I remember one of the first gigs I saw after moving to University. It was by a band called Perfect Pussy, in the back room of a hipster pub. They were a band who just fucking loved noise, to be honest. On record this worked like seeing the bobbing heads of melodies swimming in an ocean of scrawl, and it worked rather well at that, but live it was a form of systematic toture. The acoustics would have been better in a small tin can, and consequently the drummer’s snare was somehow louder than the vocals, as was everything else. The soundman is now working in a school for the deaf because that’s the only place he’s tolerated.

What I learnt was that although noise is good – noise is music, noise is power, noise is exciting, noise is not Coldplay – melody is also great. (Which, of course, you need to be able to hear to appreciate). And the more different the melody of the chorus is from the rest of the song, the more likely it is to be fucking great.

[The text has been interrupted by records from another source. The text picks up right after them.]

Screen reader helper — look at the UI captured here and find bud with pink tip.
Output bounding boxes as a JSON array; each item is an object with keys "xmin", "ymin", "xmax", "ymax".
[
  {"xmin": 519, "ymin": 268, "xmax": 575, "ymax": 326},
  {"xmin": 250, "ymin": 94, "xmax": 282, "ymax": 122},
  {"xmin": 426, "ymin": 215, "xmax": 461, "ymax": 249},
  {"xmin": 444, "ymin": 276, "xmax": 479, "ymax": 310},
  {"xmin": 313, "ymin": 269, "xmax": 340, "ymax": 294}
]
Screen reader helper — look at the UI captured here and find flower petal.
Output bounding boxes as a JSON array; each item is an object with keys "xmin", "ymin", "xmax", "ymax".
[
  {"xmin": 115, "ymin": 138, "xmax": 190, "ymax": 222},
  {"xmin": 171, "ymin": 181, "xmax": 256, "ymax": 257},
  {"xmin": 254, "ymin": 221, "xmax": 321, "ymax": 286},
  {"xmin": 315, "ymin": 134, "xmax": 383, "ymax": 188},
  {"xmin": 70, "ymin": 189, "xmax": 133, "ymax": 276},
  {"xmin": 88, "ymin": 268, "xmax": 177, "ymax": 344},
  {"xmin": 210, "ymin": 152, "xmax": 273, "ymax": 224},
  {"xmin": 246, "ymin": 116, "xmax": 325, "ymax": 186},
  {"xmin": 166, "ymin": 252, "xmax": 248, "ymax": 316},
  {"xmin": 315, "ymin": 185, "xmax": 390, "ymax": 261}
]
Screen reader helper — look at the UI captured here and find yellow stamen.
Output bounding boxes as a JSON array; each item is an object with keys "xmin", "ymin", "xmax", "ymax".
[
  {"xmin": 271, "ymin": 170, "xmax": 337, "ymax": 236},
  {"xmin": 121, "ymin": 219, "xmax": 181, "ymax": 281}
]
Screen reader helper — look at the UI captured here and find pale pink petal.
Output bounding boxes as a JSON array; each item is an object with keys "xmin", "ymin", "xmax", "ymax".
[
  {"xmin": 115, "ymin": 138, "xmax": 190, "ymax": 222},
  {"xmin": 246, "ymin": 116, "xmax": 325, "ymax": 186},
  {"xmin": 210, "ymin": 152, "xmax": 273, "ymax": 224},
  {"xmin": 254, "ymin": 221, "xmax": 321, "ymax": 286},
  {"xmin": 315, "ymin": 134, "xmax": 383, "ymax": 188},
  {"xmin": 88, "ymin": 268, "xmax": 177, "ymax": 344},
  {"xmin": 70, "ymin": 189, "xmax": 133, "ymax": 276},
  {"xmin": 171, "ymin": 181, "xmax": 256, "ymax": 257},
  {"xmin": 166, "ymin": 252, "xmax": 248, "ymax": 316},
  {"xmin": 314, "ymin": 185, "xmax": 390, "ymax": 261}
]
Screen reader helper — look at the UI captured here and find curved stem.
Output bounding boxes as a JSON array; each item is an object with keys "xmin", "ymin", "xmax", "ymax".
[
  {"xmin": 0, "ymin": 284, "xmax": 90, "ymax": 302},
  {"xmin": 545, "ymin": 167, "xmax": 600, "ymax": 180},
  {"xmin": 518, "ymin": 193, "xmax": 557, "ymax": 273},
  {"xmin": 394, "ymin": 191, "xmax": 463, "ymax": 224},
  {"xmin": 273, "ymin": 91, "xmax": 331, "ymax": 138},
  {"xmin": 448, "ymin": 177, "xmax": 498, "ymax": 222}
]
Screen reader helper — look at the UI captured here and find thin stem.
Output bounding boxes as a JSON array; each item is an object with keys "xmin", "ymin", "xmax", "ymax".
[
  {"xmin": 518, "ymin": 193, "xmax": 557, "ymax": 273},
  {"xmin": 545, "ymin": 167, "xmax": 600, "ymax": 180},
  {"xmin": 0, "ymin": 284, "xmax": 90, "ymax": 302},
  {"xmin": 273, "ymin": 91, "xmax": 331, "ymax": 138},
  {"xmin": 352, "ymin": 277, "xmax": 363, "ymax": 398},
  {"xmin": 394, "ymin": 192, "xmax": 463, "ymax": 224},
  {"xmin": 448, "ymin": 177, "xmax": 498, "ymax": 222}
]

That’s why noise bands – as pop bands pedalling melody like the rest – need to have contrast. There can be no loud without quiet. If there is no quiet, then it is not music but noise noise, like hydraulic drilling noise. Perhaps if someone had pointed this out to Bully then we would have a far finer album on our hands.

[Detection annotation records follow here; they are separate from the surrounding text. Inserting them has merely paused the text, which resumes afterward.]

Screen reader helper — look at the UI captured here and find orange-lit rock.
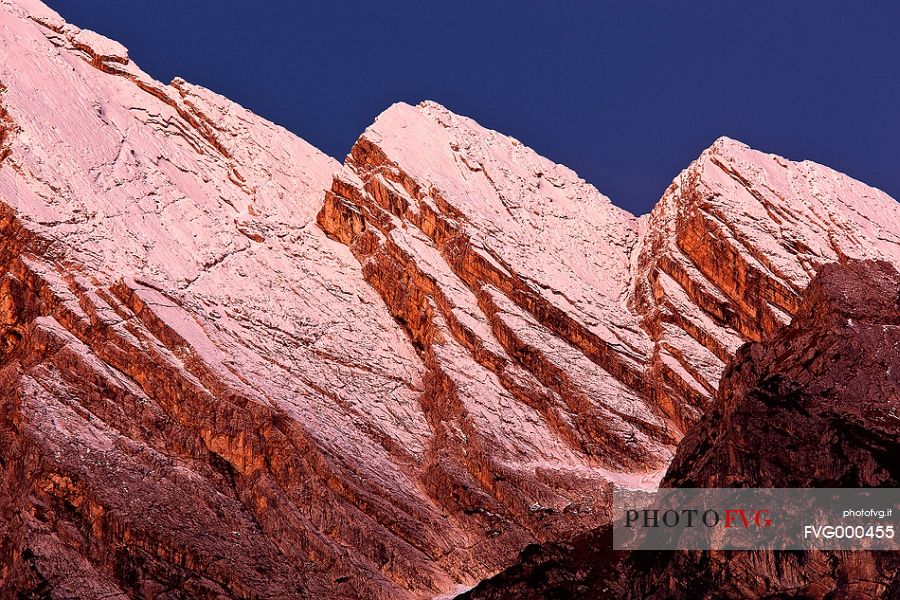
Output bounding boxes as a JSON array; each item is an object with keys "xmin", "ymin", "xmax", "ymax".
[{"xmin": 0, "ymin": 0, "xmax": 900, "ymax": 599}]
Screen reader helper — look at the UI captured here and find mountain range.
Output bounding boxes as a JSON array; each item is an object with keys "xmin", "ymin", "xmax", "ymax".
[{"xmin": 0, "ymin": 0, "xmax": 900, "ymax": 599}]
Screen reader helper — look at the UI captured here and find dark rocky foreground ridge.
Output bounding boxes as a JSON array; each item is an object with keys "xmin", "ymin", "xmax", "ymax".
[
  {"xmin": 460, "ymin": 261, "xmax": 900, "ymax": 600},
  {"xmin": 0, "ymin": 0, "xmax": 900, "ymax": 600}
]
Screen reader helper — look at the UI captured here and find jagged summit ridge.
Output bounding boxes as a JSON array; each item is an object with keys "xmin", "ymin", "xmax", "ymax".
[{"xmin": 0, "ymin": 0, "xmax": 898, "ymax": 598}]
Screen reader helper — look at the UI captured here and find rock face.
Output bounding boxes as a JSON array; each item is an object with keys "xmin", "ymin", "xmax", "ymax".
[
  {"xmin": 0, "ymin": 0, "xmax": 900, "ymax": 599},
  {"xmin": 464, "ymin": 261, "xmax": 900, "ymax": 599}
]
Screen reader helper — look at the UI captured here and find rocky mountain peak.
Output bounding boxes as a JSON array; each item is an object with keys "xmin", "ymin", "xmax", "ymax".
[{"xmin": 0, "ymin": 0, "xmax": 900, "ymax": 598}]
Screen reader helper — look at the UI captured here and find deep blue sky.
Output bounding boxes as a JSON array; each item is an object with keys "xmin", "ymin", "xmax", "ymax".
[{"xmin": 48, "ymin": 0, "xmax": 900, "ymax": 213}]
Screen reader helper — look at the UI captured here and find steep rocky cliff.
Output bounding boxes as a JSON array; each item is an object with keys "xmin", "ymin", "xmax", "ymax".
[
  {"xmin": 464, "ymin": 260, "xmax": 900, "ymax": 600},
  {"xmin": 0, "ymin": 0, "xmax": 900, "ymax": 598}
]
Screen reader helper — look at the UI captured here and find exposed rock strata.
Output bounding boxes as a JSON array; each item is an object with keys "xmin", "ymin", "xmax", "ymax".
[
  {"xmin": 463, "ymin": 261, "xmax": 900, "ymax": 600},
  {"xmin": 0, "ymin": 0, "xmax": 900, "ymax": 598}
]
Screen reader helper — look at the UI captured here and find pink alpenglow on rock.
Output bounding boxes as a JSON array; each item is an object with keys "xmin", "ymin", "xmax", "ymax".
[{"xmin": 0, "ymin": 0, "xmax": 900, "ymax": 599}]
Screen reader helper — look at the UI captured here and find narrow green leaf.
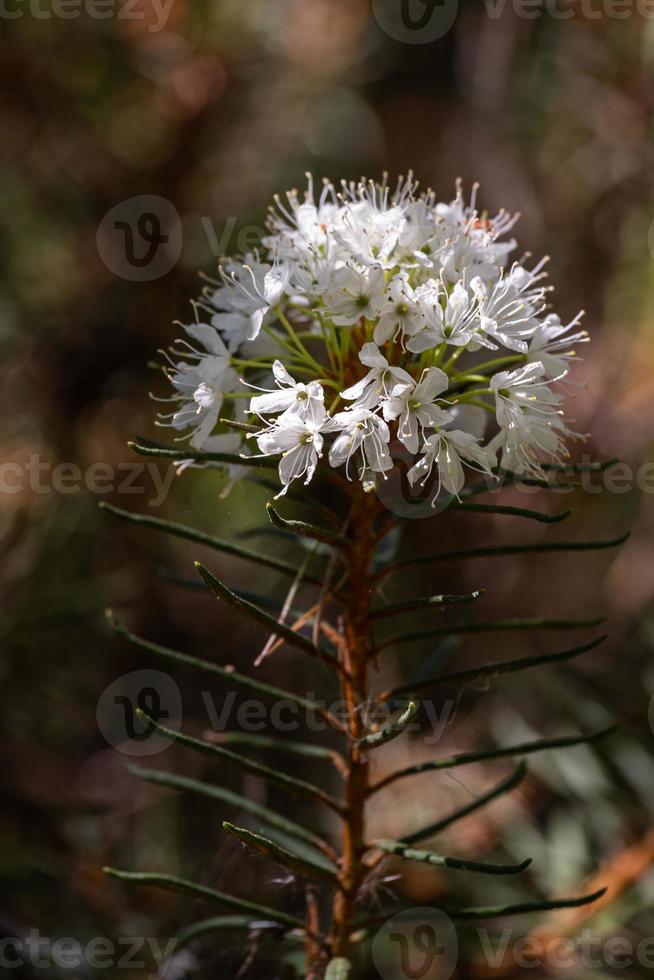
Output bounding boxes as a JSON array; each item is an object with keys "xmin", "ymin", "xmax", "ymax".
[
  {"xmin": 325, "ymin": 956, "xmax": 352, "ymax": 980},
  {"xmin": 373, "ymin": 616, "xmax": 604, "ymax": 656},
  {"xmin": 450, "ymin": 502, "xmax": 572, "ymax": 524},
  {"xmin": 379, "ymin": 636, "xmax": 606, "ymax": 701},
  {"xmin": 208, "ymin": 732, "xmax": 345, "ymax": 769},
  {"xmin": 195, "ymin": 561, "xmax": 341, "ymax": 670},
  {"xmin": 370, "ymin": 589, "xmax": 486, "ymax": 619},
  {"xmin": 369, "ymin": 725, "xmax": 617, "ymax": 794},
  {"xmin": 127, "ymin": 765, "xmax": 334, "ymax": 848},
  {"xmin": 266, "ymin": 503, "xmax": 350, "ymax": 548},
  {"xmin": 400, "ymin": 762, "xmax": 527, "ymax": 846},
  {"xmin": 106, "ymin": 609, "xmax": 342, "ymax": 730},
  {"xmin": 223, "ymin": 820, "xmax": 337, "ymax": 881},
  {"xmin": 374, "ymin": 840, "xmax": 532, "ymax": 875},
  {"xmin": 358, "ymin": 701, "xmax": 418, "ymax": 749},
  {"xmin": 127, "ymin": 441, "xmax": 277, "ymax": 469},
  {"xmin": 173, "ymin": 915, "xmax": 305, "ymax": 953},
  {"xmin": 379, "ymin": 531, "xmax": 631, "ymax": 578},
  {"xmin": 447, "ymin": 888, "xmax": 606, "ymax": 920},
  {"xmin": 98, "ymin": 500, "xmax": 322, "ymax": 585},
  {"xmin": 102, "ymin": 867, "xmax": 304, "ymax": 929},
  {"xmin": 136, "ymin": 708, "xmax": 342, "ymax": 814},
  {"xmin": 356, "ymin": 888, "xmax": 607, "ymax": 942}
]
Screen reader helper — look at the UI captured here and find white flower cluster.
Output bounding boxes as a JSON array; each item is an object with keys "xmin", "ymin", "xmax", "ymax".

I say that because the band lurch between great music and bad music on their debut album, Feels Like. The good – possibly even great songs – such as Trash, Brain Freeze, Bully and, most notably Trying – bring the softer side of their music round and make it work really nicely with the louder parts. It works how the best of loud music does – the quiet parts slowly unlocking tension so that the loud parts can properly mash your brains into a stew. The contrast is key; otherwise the sound (loud loud loud) would be monotonous and exhausting.

That’s exactly what happens on pretty much every other track. Keep a song at the same tempo throughout, and the pressure’s really on to bring in some great melodies. Then, and only then, will the music work. Frankly, the melodies simply aren’t there. I Remember, Reason and Too Tough – the first three songs on the album, and three out of at least half a dozen of their sort on the album – serve as a near-complete encyclopaedia of guitar music  in the last 20 years – mid-tempo, dull dirge.

Considering the promise which Bully appeared to have following the release of Trying, it has to be said that this a pretty disappointing album, but not an awful album. There’s at least 4 or 5 good songs on there, but all in all it’s a small footnote in the continuing death of guitar music.